Liked this book a lot. And I certainly notice a large correlation between students who come from backgrounds with extensive homework policies and those who do not. If children feel safe, they can take risks, ask questions, make mistakes, learn to trust, share their feelings, and grow. Children learn how to make good decisions by making decisions, not by following directions. Most interesting to me was the early discussion on the negative effect that homework has on children, particularly the family.

They need principals who question the slogans that pass for arguments: Every time education is described as an ‘investment’ or schools are mentioned in terms of the ‘global economy’ alarm bells should go off” Ok, so let’s just assume that screens hold no opportunity for learning, creativity, connection with other human beings, exploration of values, building problem solving skills, career opportunities or life experiences just saying I don’t believe any of that and I will defend screens and video-games to the high heavens and back – not saying they are perfect or never negative just saying they are valuable. I know some people are obsessed with evidence and sources and proof, but I feel like although “studies show” has its place, I would’ve liked more Kohn, less quotations. Critique of standardized testing widespread: A discussion about whether homework might be useful and why can be valuable in its own right.

Dec 24, Shelly rated it really liked it. Dec 04, Aofie Ogden Thomas rated it it was ok Recommends it for: Apr 18, Kristen rated it really liked it.

None of these assumptions, he shows, actually passes the test of research, logic, or experience. Food and many human’s relationship with food is far from perfect and sometimes extremely damaging but that doesn’t mean food is evil.


alfie kohn the homework myth quotes

Children learn how to make good decisions by making decisions, not by following directions. There is a difference between what teachers want to teach and what kids actually learn.

Some seem to lack the basic skills quotees to survive in a prep school environment.
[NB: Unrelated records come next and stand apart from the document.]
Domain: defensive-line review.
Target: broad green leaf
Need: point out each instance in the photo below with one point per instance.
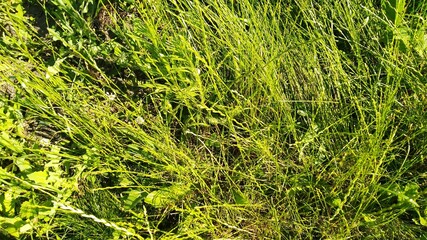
(38, 177)
(133, 198)
(166, 196)
(12, 225)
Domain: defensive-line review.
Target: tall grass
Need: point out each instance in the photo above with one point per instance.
(213, 119)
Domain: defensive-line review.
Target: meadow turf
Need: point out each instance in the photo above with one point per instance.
(213, 119)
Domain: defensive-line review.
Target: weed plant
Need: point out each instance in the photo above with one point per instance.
(213, 119)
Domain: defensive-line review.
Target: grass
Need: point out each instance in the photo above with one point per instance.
(213, 119)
alfie kohn the homework myth quotes

Educational Reform and hojework Contradictions of Economic Life. Suggest that teachers assign only what they design. He strongly recommends free reading. This book helps to answer that question, and it does so with solid research and with the children’s best interests in mind. Kohn’s research on homework is extensive, which makes him very creditable. Apr 26, Andrea rated it it was amazing Shelves: Trivia About The Homework Myth Many features may not work properly without it.

He also critisizes his opponents use of citiations, while flaunting his own out of text citations. Kohn’s complaints about HW: John Taylor Gatto Author. Books by Alfie Kohn. To see what your friends thought of this book, please sign up. ChildrenLearningDecision. First, he states that we should reset the default so that homework isn’t a given.

In outstanding classrooms, teachers do alffie listening koyn talking, and students do more talking than listening.

The Homework Myth Quotes

Nov 04, William Lawrence rated it did not like it. And when understanding is absent, the ability to use and apply the skill is very limited. Every time education is described as an ‘investment’ or schools are mentioned in terms of the ‘global economy’ alarm bells should go off” Well, we did homework and myt out alright. However, I think the book suffers from poor organization and I think he tries to keep his main pedagogical push separate from that of his other works or takes his other works as an implied background that gets little additional discussion here.


It really makes one think about something before quoting a statistic to prove one’s point.

The Homework Myth: Why Our Kids Get Too Much of a Bad Thing by Alfie Kohn

Amid the vituperative scorn poured upon the ignorant oafs that sire delightful children who are eager to learn about iambic pentameter, we find some nuggets of sensible advice.

However, he fails to look at the same issues in the research that opposes homework.

It was great to read a book that echoes what I’ve learned first-hand as a teacher! As a teacher who never really understood the reason for homework but always felt like I had to do it because the rest of my school assigns it, I was glad to read this book because Kohn’s research comforted me in what I had always felt, that homework does more damage than good.

This book really made me think about my teaching.